Acquired Hemolytic Anemia

Hemolytic anemia may result from numerous etiologies. Autoimmune hemolytic anemia (AIHA) is an IgG-mediated (so-called warm agglutinin) hemolytic anemia with a positive Coombs antiglobulin test. Erythrocyte destruction is mediated by splenic macrophages. AIHA may be idiopathic or a manifestation of a systemic disease, such as viral infection, SLE, rheumatoid arthritis, ulcerative colitis, or chronic lymphocytic leukemia (CLL).
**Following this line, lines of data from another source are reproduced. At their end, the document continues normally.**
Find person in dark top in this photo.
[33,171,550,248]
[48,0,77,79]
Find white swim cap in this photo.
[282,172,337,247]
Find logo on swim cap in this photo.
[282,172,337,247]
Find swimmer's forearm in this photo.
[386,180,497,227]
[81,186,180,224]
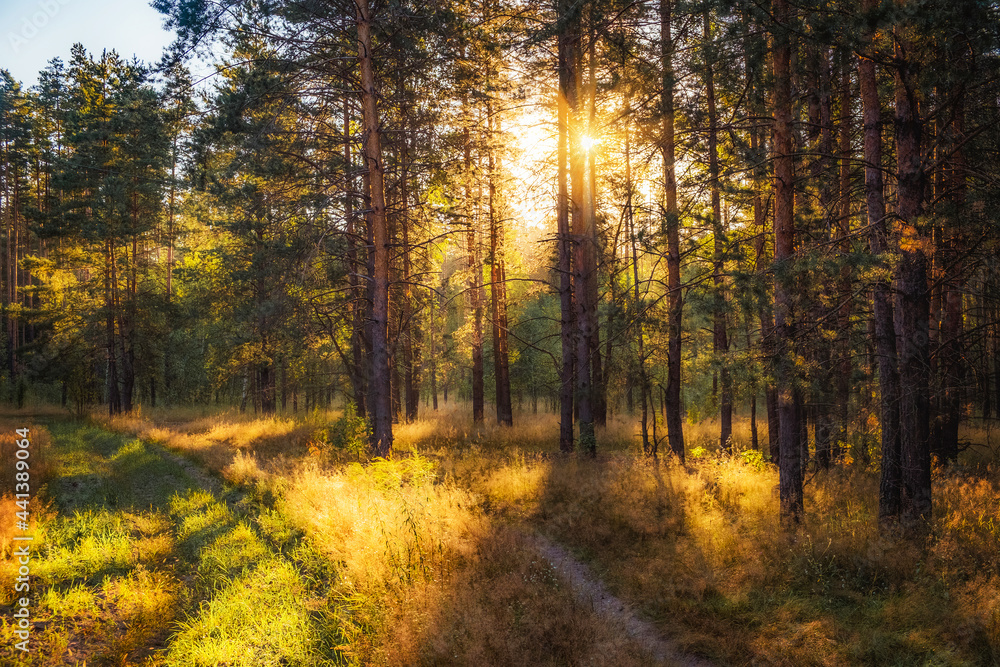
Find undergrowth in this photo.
[41,414,1000,665]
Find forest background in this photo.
[0,0,1000,660]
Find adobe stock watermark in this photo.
[7,0,73,55]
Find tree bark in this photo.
[557,0,576,453]
[772,0,803,523]
[894,28,931,529]
[487,105,514,426]
[858,14,900,526]
[708,12,733,451]
[660,0,684,463]
[356,0,392,458]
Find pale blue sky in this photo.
[0,0,173,87]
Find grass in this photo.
[0,423,338,665]
[9,404,1000,665]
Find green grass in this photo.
[0,422,342,666]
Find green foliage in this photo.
[310,402,371,458]
[740,449,770,470]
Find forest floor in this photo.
[0,404,1000,666]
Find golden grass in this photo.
[0,417,52,557]
[88,404,1000,665]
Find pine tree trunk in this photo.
[895,29,931,530]
[858,18,900,526]
[487,105,514,426]
[563,17,596,454]
[833,50,853,459]
[556,9,576,454]
[660,0,684,463]
[356,0,392,458]
[772,0,803,523]
[708,12,733,451]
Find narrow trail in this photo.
[529,533,713,667]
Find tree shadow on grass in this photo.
[0,423,342,665]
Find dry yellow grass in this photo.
[0,417,52,557]
[92,412,1000,665]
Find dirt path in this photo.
[529,534,713,667]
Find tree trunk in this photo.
[356,0,392,458]
[563,17,596,454]
[858,18,900,526]
[772,0,803,523]
[833,51,853,459]
[464,123,484,424]
[487,105,514,426]
[660,0,684,463]
[894,28,931,529]
[708,12,733,451]
[557,5,576,453]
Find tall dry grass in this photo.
[94,404,1000,665]
[0,417,53,558]
[97,414,660,666]
[441,440,1000,665]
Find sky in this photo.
[0,0,173,87]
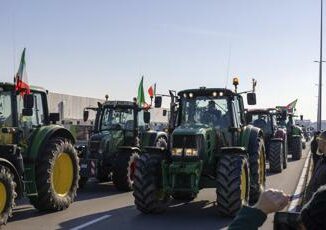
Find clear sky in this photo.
[0,0,326,120]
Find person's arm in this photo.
[228,189,289,230]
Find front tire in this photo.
[112,152,139,192]
[0,166,16,228]
[133,153,169,214]
[216,155,249,216]
[30,138,80,211]
[249,137,266,204]
[268,141,284,173]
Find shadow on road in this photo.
[60,201,232,230]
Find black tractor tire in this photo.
[172,192,197,202]
[96,165,110,183]
[249,137,266,205]
[133,153,170,214]
[216,155,250,216]
[30,138,80,211]
[268,141,284,173]
[78,176,88,189]
[0,165,17,228]
[112,151,139,192]
[155,136,168,149]
[291,136,302,160]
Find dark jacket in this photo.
[305,156,326,202]
[228,206,267,230]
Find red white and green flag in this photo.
[15,48,30,96]
[286,99,298,109]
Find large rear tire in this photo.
[133,153,170,214]
[249,137,266,205]
[268,141,284,173]
[112,152,139,192]
[30,138,79,211]
[0,166,16,228]
[216,155,249,216]
[291,136,302,160]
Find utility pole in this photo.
[317,0,323,131]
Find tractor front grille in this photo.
[89,141,101,153]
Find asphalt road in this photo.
[3,146,309,230]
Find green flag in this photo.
[137,76,145,106]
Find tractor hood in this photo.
[172,123,213,136]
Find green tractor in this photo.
[278,109,303,160]
[133,79,266,216]
[0,83,79,225]
[80,101,167,191]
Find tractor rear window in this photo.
[181,96,231,128]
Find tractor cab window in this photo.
[17,92,45,128]
[138,110,146,131]
[232,97,241,128]
[251,114,272,134]
[0,92,13,127]
[181,96,231,128]
[100,107,134,131]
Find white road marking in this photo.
[288,151,311,212]
[71,215,111,230]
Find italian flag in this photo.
[15,48,31,96]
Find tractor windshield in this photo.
[100,107,134,131]
[181,96,231,128]
[250,114,273,134]
[0,91,13,127]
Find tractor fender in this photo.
[27,125,76,162]
[219,146,248,158]
[0,158,24,198]
[118,146,141,153]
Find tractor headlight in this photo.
[185,148,198,157]
[172,148,183,157]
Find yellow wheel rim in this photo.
[241,165,247,203]
[0,182,7,214]
[52,153,74,196]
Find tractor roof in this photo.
[178,87,234,97]
[0,82,46,92]
[103,101,135,107]
[247,108,277,114]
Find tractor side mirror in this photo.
[247,93,257,105]
[24,94,34,109]
[49,113,60,124]
[163,109,168,117]
[144,111,151,124]
[83,110,89,121]
[154,96,162,108]
[22,109,33,117]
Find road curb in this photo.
[288,151,311,212]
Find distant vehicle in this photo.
[246,109,288,173]
[79,101,167,191]
[133,78,266,216]
[0,83,79,225]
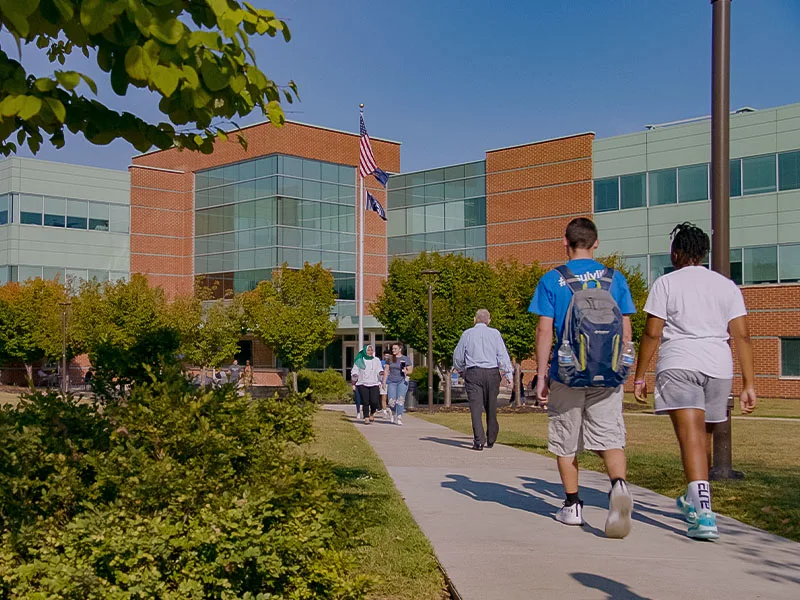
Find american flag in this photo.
[358,115,378,177]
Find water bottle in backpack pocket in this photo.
[556,265,633,388]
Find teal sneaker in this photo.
[675,494,697,525]
[689,510,719,540]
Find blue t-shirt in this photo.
[528,258,636,381]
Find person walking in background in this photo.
[634,223,756,540]
[528,217,636,538]
[453,308,514,451]
[381,352,392,417]
[351,345,383,424]
[383,344,414,425]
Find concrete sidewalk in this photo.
[330,406,800,600]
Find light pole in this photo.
[58,301,72,396]
[709,0,743,479]
[422,269,439,413]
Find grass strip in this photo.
[415,412,800,542]
[308,411,447,600]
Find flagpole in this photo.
[356,104,366,351]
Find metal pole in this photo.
[61,305,69,396]
[709,0,741,479]
[428,281,433,413]
[356,104,366,352]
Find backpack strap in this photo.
[556,265,583,294]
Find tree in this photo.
[0,278,67,387]
[597,254,648,344]
[372,252,498,406]
[70,274,180,399]
[243,263,336,392]
[0,0,297,155]
[167,287,245,381]
[492,260,544,406]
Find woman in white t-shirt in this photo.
[350,346,383,424]
[634,223,756,540]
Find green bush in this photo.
[0,377,368,600]
[408,367,444,404]
[297,369,353,404]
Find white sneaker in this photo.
[556,502,584,525]
[606,480,633,538]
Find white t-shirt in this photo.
[644,267,747,379]
[351,358,383,387]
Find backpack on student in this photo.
[556,265,629,388]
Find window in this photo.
[108,204,131,233]
[778,151,800,190]
[678,165,708,202]
[648,169,678,206]
[744,246,778,284]
[594,177,619,212]
[619,173,647,208]
[0,194,11,225]
[781,338,800,377]
[778,244,800,282]
[425,204,444,232]
[731,158,742,198]
[89,202,108,231]
[730,248,742,285]
[742,154,775,196]
[19,194,42,225]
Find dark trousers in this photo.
[356,385,381,419]
[464,367,500,445]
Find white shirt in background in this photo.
[644,267,747,379]
[351,358,383,387]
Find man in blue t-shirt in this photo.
[528,217,636,537]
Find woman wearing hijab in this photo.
[351,345,383,425]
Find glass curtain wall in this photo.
[194,155,356,316]
[387,161,486,260]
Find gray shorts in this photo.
[653,369,733,423]
[547,381,625,457]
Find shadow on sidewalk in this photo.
[570,573,652,600]
[419,436,472,449]
[520,477,688,540]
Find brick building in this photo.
[111,105,800,397]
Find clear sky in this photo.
[6,0,800,171]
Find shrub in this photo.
[408,367,442,404]
[297,369,353,404]
[0,375,368,600]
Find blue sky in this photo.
[6,0,800,171]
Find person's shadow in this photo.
[441,473,605,537]
[570,573,652,600]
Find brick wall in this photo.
[486,134,594,265]
[130,123,400,301]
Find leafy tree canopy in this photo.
[0,0,297,155]
[243,263,336,391]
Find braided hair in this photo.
[670,221,711,269]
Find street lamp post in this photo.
[709,0,743,479]
[58,301,72,396]
[422,269,439,413]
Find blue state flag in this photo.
[367,192,386,221]
[372,167,389,187]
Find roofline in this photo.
[486,131,597,154]
[395,158,486,177]
[131,119,402,160]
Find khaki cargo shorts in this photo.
[547,381,625,457]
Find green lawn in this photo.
[309,411,447,600]
[415,410,800,541]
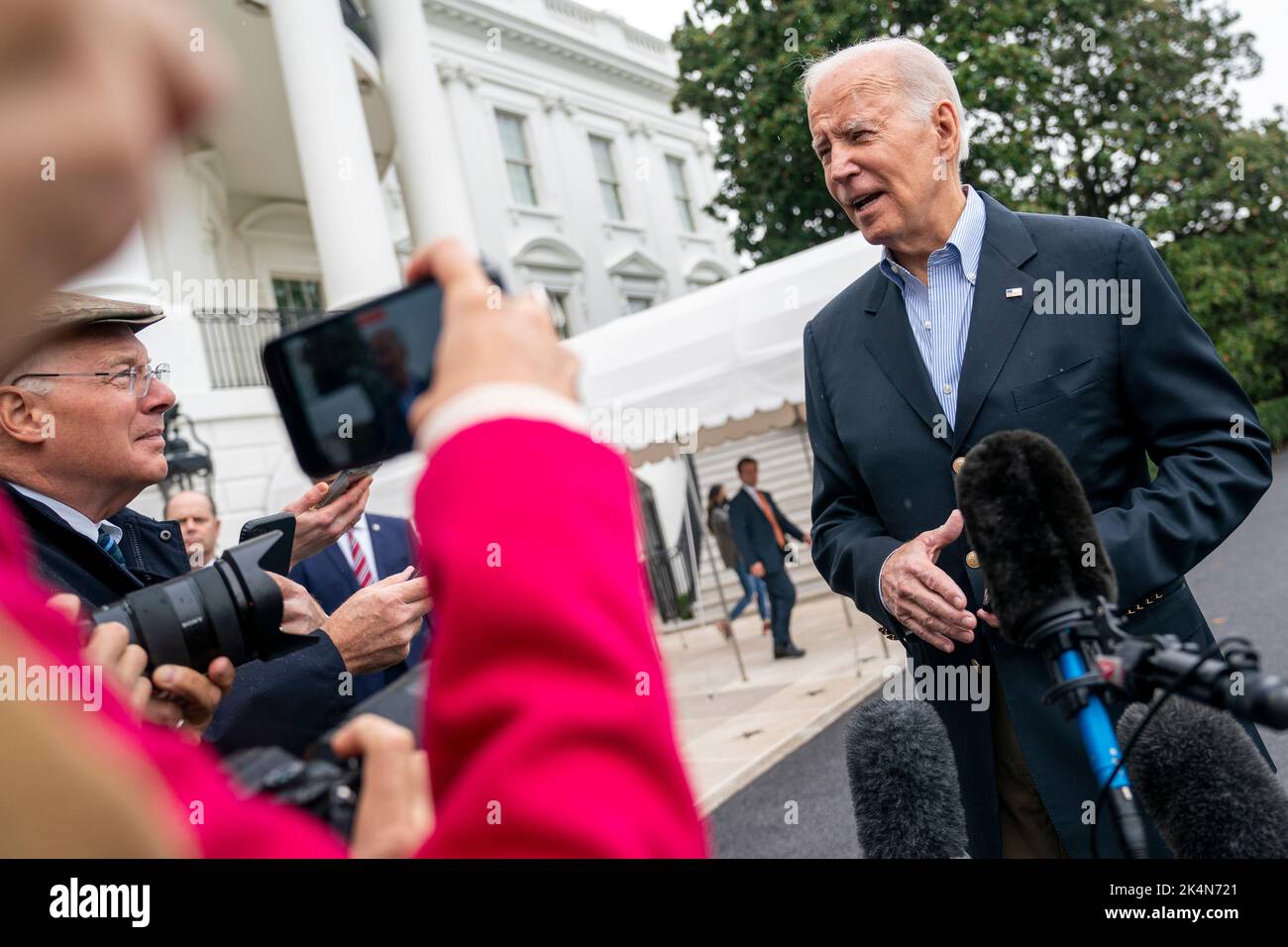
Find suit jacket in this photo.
[290,513,429,702]
[804,194,1271,857]
[0,491,344,858]
[729,488,805,573]
[4,483,353,754]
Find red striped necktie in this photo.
[348,530,376,588]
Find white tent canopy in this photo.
[266,233,881,530]
[566,233,881,466]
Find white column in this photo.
[368,0,478,252]
[271,0,400,308]
[61,224,154,305]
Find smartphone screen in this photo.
[265,282,443,476]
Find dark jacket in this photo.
[805,196,1271,857]
[3,483,353,754]
[707,500,742,570]
[729,487,805,573]
[290,513,429,701]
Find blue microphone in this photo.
[957,430,1149,858]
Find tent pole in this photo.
[684,454,748,682]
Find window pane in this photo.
[590,136,617,180]
[496,112,528,161]
[675,197,696,233]
[666,158,690,198]
[505,162,537,207]
[546,296,572,339]
[599,180,623,220]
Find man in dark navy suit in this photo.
[804,39,1271,857]
[0,292,428,753]
[729,458,810,660]
[288,513,429,702]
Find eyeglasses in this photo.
[9,362,170,398]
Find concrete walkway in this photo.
[660,592,905,814]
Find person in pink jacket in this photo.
[0,0,705,858]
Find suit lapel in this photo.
[953,193,1037,454]
[863,274,944,428]
[318,536,358,600]
[368,513,411,578]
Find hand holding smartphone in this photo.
[314,464,381,509]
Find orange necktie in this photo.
[752,489,787,549]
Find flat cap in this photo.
[0,291,164,377]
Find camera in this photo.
[223,663,429,839]
[93,531,317,674]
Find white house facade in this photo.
[64,0,739,533]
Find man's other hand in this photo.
[407,240,579,432]
[143,657,235,743]
[880,510,976,652]
[326,566,432,674]
[331,714,434,858]
[268,573,327,635]
[282,476,371,569]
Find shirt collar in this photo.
[9,481,125,543]
[880,184,987,290]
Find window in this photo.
[273,275,326,312]
[546,290,572,339]
[666,155,697,233]
[590,136,626,220]
[496,112,537,207]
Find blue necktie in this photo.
[98,526,125,569]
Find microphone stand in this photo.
[1015,596,1149,858]
[1098,635,1288,730]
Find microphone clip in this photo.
[1019,595,1122,720]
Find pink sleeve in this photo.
[416,419,705,858]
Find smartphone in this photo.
[317,464,380,509]
[237,513,295,576]
[265,281,443,476]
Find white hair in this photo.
[802,36,970,163]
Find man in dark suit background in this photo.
[0,294,428,753]
[804,39,1271,857]
[288,513,429,702]
[729,458,810,660]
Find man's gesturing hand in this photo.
[881,510,975,651]
[326,566,430,674]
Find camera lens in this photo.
[94,532,293,673]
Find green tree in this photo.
[671,0,1288,398]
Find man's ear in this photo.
[935,99,965,167]
[0,385,54,445]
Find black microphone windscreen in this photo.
[1118,695,1288,858]
[957,430,1118,644]
[845,697,967,858]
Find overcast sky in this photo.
[597,0,1288,119]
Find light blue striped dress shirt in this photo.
[880,184,984,427]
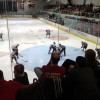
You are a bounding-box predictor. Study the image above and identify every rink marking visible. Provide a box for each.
[20,42,37,44]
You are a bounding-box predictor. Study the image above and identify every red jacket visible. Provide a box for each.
[0,80,22,100]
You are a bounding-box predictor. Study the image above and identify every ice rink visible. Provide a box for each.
[0,18,96,83]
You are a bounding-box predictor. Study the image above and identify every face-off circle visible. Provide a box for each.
[50,35,69,40]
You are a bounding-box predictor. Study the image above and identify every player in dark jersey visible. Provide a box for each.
[59,44,66,56]
[48,42,56,54]
[46,29,51,38]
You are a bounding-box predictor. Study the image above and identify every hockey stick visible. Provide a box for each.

Although corticosteroids remain the first-line therapy, rituximab is favored as the initial choice of second-line therapies despite the absences of randomized data supporting this approach. Splenectomy is indicated for disease refractory to corticosteroids (or other second-line therapies). It succeeds in nearly 64% of patients and reduces the steroid requirement in an additional 21% of patients. The success rate is greater when AIHA is associated with systemic disease. It is important for slow steroid taper postsplenectomy because rapid withdrawal can lead to acute hemolytic crises, which may mimic postoperative bleeding. In contrast, so-called cold agglutinin hemolytic anemia is mediated by IgM. Erythrocytes are sequestered and destroyed in the liver, and splenectomy therefore plays no role in this condition.

Evans Syndrome

Patients with Evans syndrome present with a combination of autoimmune thrombocytopenia (ITP) and AIHA. Medical therapy typically involves multiple agents, with corticosteroids and IVIG being used most commonly. Experience with splenectomy for this rare disease is limited. Although long-term remission has been reported, one study observed the median duration of response following splenectomy to be only 1 month.

Felty Syndrome

Felty syndrome, defined as a combination of rheumatoid arthritis, splenomegaly, and neutropenia, affects a small subset of patients, particularly those with destructive rheumatoid arthritis, severe extraarticular symptoms, and an HLA-DR4 haplotype. Neutropenic sepsis is the main cause of patient demise. First-line therapy consists of hematopoietic growth factors and often leads to rapid, favorable responses. Splenectomy is indicated when the neutropenia fails to improve adequately or rapidly enough. Neutropenia is corrected by splenectomy in 80% of patients, and active preoperative infections resolve in nearly half of patients.

Autoimmune Neutropenia

Patients affected by autoimmune neutropenia, a rare disorder, usually have neutrophil counts of 500 to 1000/µL but manifest granulocyte-specific antibodies. It commonly presents in infancy as recurrent infections. When present in adults, it may be associated with underlying diseases such as viral infection, collagen vascular diseases, ITP, or AIHA. Autoimmune neutropenia is typically characterized by spontaneous disappearance of autoantibodies and does not require specific intervention. However, for acute infections or operative procedures, granulocyte colony-stimulating factors effectively improve the neutrophil counts. A total of 50% to 60% of the patients also respond to corticosteroids and IVIG. Therefore the role for splenectomy is limited only to the rare patient who is refractory to medical interventions.